Het abortuscijfer iets hoger dan bij de andere methoden van invasieve prenatale diagnose beperkt het gebruik van cordocentese tot gevallen waarin het risico op ziekte groter is dan het risico van abortus gekoppeld aan de methode. In het bijzonder worden typische indicaties voor cordocentese vertegenwoordigd door:

  • echografische verdenking van chromosomale anomalie gevonden met morfologische echografie van de 20e week;
  • behoefte aan een snelle beoordeling van de foetale chromosomale outfit (5 - 7 dagen) om over te gaan tot een mogelijke abortus binnen de wettelijk toegestane tijd;
  • laat gebruik van invasieve prenatale diagnose bij patiënten met specifieke risico's;
  • falen van de vruchtwatercultuur, die gemiddeld in 2 gevallen elke 1000 monsters voorkomt (onthoud dat vruchtwaterpunctie gewoonlijk wordt uitgevoerd tussen de 15e en 18e week en tot drie weken vereist voor laboratoriumrapportage);
  • de aanwezigheid van echte mozaïeken in de vruchtwaterpunctie of de chorionische villus-bemonstering (dat wil zeggen de aanwezigheid van cellijnen met verschillende chromosomale inhoud in hetzelfde monster, dus mogelijk bij dezelfde persoon: bijvoorbeeld 46, XX / 47, XX +21, wat op een trisomie 21 in mozaïek, zie Benedensyndroom).
  • diagnose van foetale anemieën (inclusief die van maternale / foetale onverenigbaarheid), bloedplaatjesziekten, hemoglobinopathieën en erfelijke coagulopathieën; door cordocentese is het ook mogelijk om transfusies uit te voeren in de baarmoeder en om medicijnen en voedingsstoffen toe te dienen aan overontwikkelde foetussen;
  • diagnose van enkele aangeboren infecties (minder geldige indicatie dan in het verleden gezien de resultaten die verkregen kunnen worden met moleculaire biologie-technieken op het vruchtwater).

Cordocentesis is een gratis examen indien uitgevoerd voor gedocumenteerd genetisch risico of voor een maternale leeftijd van meer dan 35 jaar.

CVSvruchtwaterpunctiefuniculocentesis
Tijdperk (weken)10-1215-17> 18 °
regimepoliklinische patiëntpoliklinische patiëntKort, daghospitaal
Voorbereiding van de patiëntGeen. Bloedgroep vereist.Geen. Bloedgroep vereist.Geen. Bloedgroep vereist.
Geanalyseerde stoftrophoblastVruchtwaterbloed
Laboratoriumtechniek1) Cytogenetisch onderzoek: directe en na celkweek

2) DNA-analyse

Cytogenetisch onderzoek na celkweek1) Cytogenetisch onderzoek na lymfocytenkweek

2) Serologische, hematologische analyses etc. (specifieke gevallen)

Gemiddelde reactietijden

1) Cytogenetisch onderzoek: 3 dagen met directe techniek; 3 weken met cultuur

2) DNA: 2-3 weken

3 weken (gedeeltelijke uitkomst mogelijk binnen 2-3 dagen met FISH)1) Cytogenetisch onderzoek: 3-5 dagen

2) Andere analyses: variabel in relatie tot het type

Risico's van abortus (%)0, 5 - 20, 5 - 12 - 3 *

risico's

Gevaren voor de foetus

Normaal gesproken vereist cordocentese niet de uitvoering van lokale anesthesie en houdt in het algemeen geen pijn aan de zwangere vrouw in.

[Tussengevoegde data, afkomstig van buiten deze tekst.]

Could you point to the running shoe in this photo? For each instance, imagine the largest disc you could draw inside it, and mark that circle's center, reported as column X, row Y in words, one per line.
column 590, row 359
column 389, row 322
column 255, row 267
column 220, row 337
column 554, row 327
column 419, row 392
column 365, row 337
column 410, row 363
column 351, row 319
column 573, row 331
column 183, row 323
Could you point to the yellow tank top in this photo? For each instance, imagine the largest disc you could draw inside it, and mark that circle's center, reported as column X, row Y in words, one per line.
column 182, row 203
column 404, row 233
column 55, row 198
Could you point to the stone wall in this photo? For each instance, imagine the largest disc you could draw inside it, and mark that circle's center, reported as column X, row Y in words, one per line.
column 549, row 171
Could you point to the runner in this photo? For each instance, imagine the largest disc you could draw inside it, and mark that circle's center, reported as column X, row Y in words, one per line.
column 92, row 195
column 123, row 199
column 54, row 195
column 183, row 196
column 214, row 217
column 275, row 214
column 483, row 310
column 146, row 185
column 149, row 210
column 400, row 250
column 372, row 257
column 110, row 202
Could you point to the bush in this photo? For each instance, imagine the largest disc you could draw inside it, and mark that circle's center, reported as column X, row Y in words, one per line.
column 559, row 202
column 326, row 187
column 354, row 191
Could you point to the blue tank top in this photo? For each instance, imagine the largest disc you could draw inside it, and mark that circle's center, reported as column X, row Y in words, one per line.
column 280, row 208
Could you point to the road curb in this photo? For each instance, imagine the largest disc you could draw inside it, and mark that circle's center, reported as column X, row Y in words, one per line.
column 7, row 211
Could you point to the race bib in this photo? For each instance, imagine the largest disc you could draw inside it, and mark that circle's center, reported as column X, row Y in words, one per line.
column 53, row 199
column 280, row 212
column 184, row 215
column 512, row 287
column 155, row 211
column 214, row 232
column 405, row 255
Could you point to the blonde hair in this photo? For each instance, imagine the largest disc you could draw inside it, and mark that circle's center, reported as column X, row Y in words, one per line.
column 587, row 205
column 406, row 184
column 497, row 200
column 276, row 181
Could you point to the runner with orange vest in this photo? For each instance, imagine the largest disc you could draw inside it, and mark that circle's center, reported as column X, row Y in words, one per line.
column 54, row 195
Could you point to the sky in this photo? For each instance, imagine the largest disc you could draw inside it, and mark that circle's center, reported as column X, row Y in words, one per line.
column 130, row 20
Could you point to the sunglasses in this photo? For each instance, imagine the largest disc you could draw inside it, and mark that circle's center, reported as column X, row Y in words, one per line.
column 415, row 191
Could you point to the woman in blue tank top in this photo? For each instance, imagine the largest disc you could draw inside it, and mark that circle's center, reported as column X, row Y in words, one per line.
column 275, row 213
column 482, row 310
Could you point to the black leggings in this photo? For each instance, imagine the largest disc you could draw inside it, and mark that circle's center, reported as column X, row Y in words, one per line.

Na het nemen van een monster is het mogelijk om een ​​echografisch bloed te laten druppelen dat enkele seconden duurt (35-40% van de gevallen) op echografie, zonder dat dit een risico voor de foetus oplevert. Evenzo worden voorbijgaande bradycardieën waargenomen in 4, 3% van de gevallen, zonder gevolgen voor de foetus.

Er zijn geen maternale risico's verbonden aan de procedure. De interpretatie van het risico op foetale sterfte gerelateerd aan cordocentese is moeilijk; de statistische gegevens, die risicopercentages van ongeveer 3% laten zien, worden feitelijk met een tang genomen, aangezien ze worden beïnvloed door de abortus die niet zozeer verband houdt met de diagnostische procedure zelf, maar eerder met de basale foetale pathologie (in gevallen met een laag risico, de incidentie van foetale verliezen is bijvoorbeeld ongeveer 2%). Naast de zwangerschapsduur (het risico neemt aanzienlijk af als de funiculocentesis wordt uitgevoerd na week 24), hangt het risico af van de mate van ervaring en vaardigheden van de gebruiker, wat de keuze vereist van artsen met bewezen ervaring in het uitvoeren van cordocentesis in centra. referentie specificaties.